Cerny: That’s what you did in arcade games. There was this big philosophy — I think it was centered at EA, probably — that you needed to be doing careful planning and have charts and all of that. It didn’t make sense to me. I left Crystal because I got lured down to Los Angeles by a friend. “Come to Universal Studios and we’ll give you a big bag of money and total freedom.” Which is a good pitch. Big bag of money was $5 million in those days.
Keighley: For you personally?
Cerny: No. To make games. And no rules meant I could say to the teams, “Let’s do a one-pager. That’s all we need. Maybe four pieces of art. And let’s just start building it and see where this goes.” I worked with Naughty Dog, which was three people, and Insomniac, which was two people. That’s how those projects got off. That was Crash Bandicoot and Disruptor. It certainly didn’t hurt that we didn’t have those design docs. As Amy was saying, they’re wrong almost the instant you write them.

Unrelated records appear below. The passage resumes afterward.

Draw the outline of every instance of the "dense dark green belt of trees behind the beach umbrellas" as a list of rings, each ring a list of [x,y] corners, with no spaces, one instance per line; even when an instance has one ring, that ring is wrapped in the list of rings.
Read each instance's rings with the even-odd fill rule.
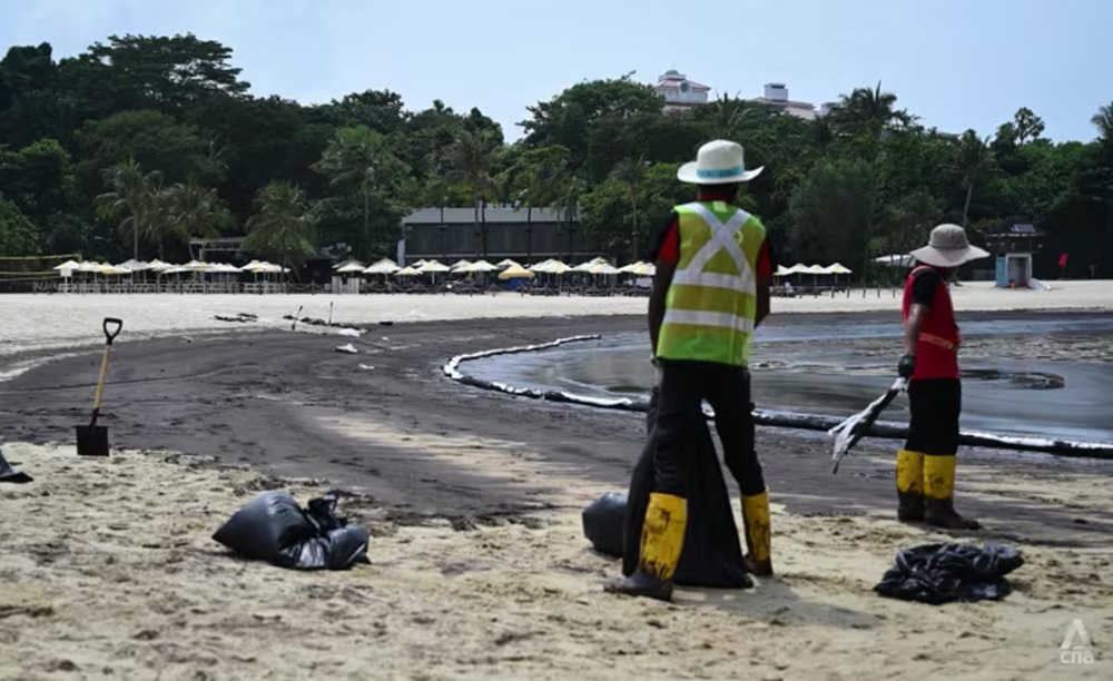
[[[0,255],[189,257],[191,236],[249,234],[296,264],[319,249],[386,255],[420,206],[555,208],[626,260],[691,188],[679,162],[713,138],[740,141],[766,172],[741,204],[782,261],[905,251],[935,224],[975,240],[1003,219],[1047,234],[1042,272],[1113,276],[1113,103],[1094,141],[1054,144],[1026,108],[989,138],[942,135],[876,87],[802,120],[723,97],[664,115],[626,78],[581,82],[528,107],[508,145],[477,109],[404,107],[368,90],[302,106],[248,95],[232,50],[194,36],[111,37],[75,58],[49,45],[0,61]]]

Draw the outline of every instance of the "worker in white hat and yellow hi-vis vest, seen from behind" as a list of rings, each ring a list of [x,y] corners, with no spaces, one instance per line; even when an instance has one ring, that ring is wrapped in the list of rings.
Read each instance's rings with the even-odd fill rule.
[[[769,314],[772,257],[761,221],[732,206],[748,170],[742,147],[716,140],[677,172],[699,186],[696,201],[673,208],[657,248],[649,333],[659,368],[654,485],[642,524],[639,568],[607,591],[672,598],[672,575],[687,525],[690,443],[701,432],[702,402],[715,409],[723,460],[742,493],[747,568],[772,574],[769,493],[754,451],[748,364],[754,332]]]

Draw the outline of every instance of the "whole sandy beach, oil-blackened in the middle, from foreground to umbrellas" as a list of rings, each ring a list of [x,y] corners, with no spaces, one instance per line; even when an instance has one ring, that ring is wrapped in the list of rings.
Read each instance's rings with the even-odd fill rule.
[[[1012,294],[1047,295],[956,298]],[[27,323],[3,340],[21,338],[10,359],[31,368],[0,383],[0,446],[37,480],[0,485],[0,513],[18,519],[0,525],[0,678],[1113,673],[1111,464],[964,452],[959,505],[986,529],[958,537],[1007,543],[1027,563],[1003,602],[932,608],[871,591],[900,547],[951,539],[892,519],[892,443],[864,443],[833,476],[824,438],[762,430],[778,576],[745,592],[681,589],[672,605],[620,599],[601,591],[618,563],[590,550],[579,514],[624,488],[639,416],[472,391],[439,367],[461,352],[640,329],[643,299],[293,298],[10,297]],[[298,305],[325,317],[331,299],[334,319],[368,332],[209,322],[243,312],[278,327]],[[593,306],[624,307],[571,318]],[[78,460],[72,426],[88,417],[99,354],[70,346],[85,326],[96,343],[112,313],[166,337],[118,347],[105,423],[124,451]],[[388,315],[413,322],[373,324]],[[334,352],[346,342],[359,353]],[[209,539],[263,490],[304,502],[332,487],[354,494],[342,512],[371,529],[371,565],[282,571]],[[1075,619],[1094,664],[1058,661]]]

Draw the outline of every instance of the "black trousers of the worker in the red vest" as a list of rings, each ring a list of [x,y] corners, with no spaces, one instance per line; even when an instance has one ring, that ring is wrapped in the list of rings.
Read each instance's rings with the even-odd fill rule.
[[[905,448],[933,456],[958,452],[958,415],[963,384],[957,378],[918,378],[908,382],[908,441]]]

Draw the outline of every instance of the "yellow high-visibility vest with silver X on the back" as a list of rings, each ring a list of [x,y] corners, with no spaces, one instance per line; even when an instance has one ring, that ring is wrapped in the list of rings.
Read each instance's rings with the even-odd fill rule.
[[[746,366],[757,318],[757,260],[766,229],[725,201],[686,204],[680,258],[664,302],[657,357]]]

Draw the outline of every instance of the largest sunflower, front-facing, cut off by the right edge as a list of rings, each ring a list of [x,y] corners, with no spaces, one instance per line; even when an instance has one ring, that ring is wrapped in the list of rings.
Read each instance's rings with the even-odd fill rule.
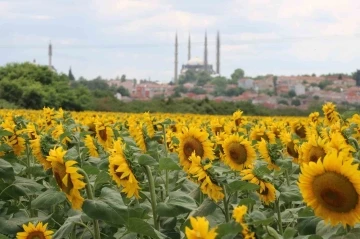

Keighley: Working with Naughty Dog, you did Way of the Warrior for 3DO, and then moving on to Crash, a legendary franchise. Mark, you were there at Universal, and this is another example of you guys finally coming together. A lot of folks from Crystal Dynamics ended up at Naughty Dog, right?
Hennig: Definitely. That was the seed studio. A lot of people made that transition. We had met. I don’t remember exactly where. Probably at GDC or something like that. But then we didn’t get to sit down and consider working together until I got to Naughty Dog in late 2003. We were around.
Cerny: Right. Uncharted. Or you were there for Jak?
Hennig: Jak III, for a year.
Keighley: Mark, you had left Universal at some point, and then become more of a design consultant working with Naughty Dog and Insomniac. You continued with those studios.
Cerny: Absolutely. My 20-year anniversary is coming up. I left Universal on October 1, 1998 and went freelance as a consultant. This October 1 is the 20-year anniversary of Cerny Games, which is basically me.
Keighley: I remember I would go to Naughty Dog or Insomniac — at Insomniac there was one little office, a Cerny Games office, right off the elevator.
Cerny: It was Cerny Games renting space. Insomniac was my landlord.